Thank u dusty . I’m going to sort a cheap digital meter. Also I’m going to pit the batterys back on charge until the charge light turns solid and then I can see what they terminate at. I’m just happy I was misreading the blinks
Ok the charger did terminate and now my q8 is reading 4.1v
leftfordead: Dusty:Your video appears to show a charge of 4v. Here is the what the manual says:
Battery Check
Battery Check mode displays the current voltage reading of the cells, blinked out continuously – 1 click will terminate the voltage reading. For example, a 3.7V reading will results in 3 blinks, short pause, 7 blinks, long pause, then repeats again. This pattern will continue forever until a click terminates it. It can also be used as low power beacon and should last many hours. The voltage reading ranges from 2.8V to 4.2V, but does not scale linearly.
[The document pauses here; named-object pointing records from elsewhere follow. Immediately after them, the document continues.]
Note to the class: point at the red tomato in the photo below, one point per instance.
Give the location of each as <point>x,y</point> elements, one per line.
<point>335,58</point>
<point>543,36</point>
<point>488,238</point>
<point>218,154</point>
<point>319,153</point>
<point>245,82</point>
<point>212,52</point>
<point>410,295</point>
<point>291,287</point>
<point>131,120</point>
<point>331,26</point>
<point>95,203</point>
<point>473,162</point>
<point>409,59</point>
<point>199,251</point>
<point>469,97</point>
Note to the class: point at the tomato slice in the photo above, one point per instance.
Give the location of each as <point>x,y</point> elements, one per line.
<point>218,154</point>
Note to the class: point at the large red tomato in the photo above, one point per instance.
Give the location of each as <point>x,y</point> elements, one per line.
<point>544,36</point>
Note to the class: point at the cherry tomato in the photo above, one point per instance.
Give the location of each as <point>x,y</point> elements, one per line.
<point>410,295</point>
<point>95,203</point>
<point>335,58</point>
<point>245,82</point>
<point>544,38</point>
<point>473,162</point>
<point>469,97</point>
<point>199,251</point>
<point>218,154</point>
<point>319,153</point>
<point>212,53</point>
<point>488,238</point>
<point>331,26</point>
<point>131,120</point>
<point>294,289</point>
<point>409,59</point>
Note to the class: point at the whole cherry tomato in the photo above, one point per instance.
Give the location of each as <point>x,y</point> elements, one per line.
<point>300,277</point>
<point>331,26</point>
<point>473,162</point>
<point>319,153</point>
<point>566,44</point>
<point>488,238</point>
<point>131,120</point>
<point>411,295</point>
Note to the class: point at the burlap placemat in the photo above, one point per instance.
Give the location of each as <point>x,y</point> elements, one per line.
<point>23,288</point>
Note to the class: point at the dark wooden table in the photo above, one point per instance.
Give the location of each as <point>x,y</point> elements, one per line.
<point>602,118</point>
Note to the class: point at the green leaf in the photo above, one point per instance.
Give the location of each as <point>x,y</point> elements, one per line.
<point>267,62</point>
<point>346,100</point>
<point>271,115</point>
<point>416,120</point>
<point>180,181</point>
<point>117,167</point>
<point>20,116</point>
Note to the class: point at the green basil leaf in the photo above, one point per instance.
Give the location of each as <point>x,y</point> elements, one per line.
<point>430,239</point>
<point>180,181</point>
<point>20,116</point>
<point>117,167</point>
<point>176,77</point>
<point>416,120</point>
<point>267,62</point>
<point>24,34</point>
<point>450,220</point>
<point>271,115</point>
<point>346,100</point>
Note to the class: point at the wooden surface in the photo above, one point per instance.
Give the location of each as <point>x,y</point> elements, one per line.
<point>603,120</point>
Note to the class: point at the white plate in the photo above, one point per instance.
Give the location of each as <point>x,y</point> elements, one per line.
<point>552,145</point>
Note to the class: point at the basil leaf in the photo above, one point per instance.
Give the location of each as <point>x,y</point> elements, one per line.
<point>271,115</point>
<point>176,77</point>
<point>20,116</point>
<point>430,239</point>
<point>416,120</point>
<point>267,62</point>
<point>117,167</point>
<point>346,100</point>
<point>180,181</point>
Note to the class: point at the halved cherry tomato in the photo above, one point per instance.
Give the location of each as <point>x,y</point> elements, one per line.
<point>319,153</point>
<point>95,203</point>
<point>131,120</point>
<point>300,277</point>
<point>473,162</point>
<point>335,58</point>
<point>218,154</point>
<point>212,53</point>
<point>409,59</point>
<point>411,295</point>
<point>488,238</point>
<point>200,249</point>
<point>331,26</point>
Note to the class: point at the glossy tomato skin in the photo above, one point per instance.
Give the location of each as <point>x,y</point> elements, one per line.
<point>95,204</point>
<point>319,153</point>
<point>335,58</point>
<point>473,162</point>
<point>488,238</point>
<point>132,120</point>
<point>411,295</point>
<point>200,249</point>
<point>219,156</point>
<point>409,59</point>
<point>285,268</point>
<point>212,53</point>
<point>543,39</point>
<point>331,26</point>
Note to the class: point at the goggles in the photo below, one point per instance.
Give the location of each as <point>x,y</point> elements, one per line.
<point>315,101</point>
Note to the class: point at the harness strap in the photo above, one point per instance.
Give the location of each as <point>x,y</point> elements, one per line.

This is an approximate scale of percent discharge to voltage reading:
• 25%: 3.9V
• 50%: 3.7V
• 75%: 3.5V
• 90%: 3.25V
So typically, Li-Ion cells will drop more rapidly as they get closer to the end, so from 3.4V on down, there isn’t much capacity left.As far as your Liitokala Charger. They are very popular around here, with a lot of discussion. Though some have variance in termination voltage, I don’t think I’ve read of any that were above the +/- tolerance of the battery manufacturers. No way to know for sure without checking the batteries with a multimeter. Even a cheap $5 department store, digital multimeter, should be accurate enough to provide battery voltage.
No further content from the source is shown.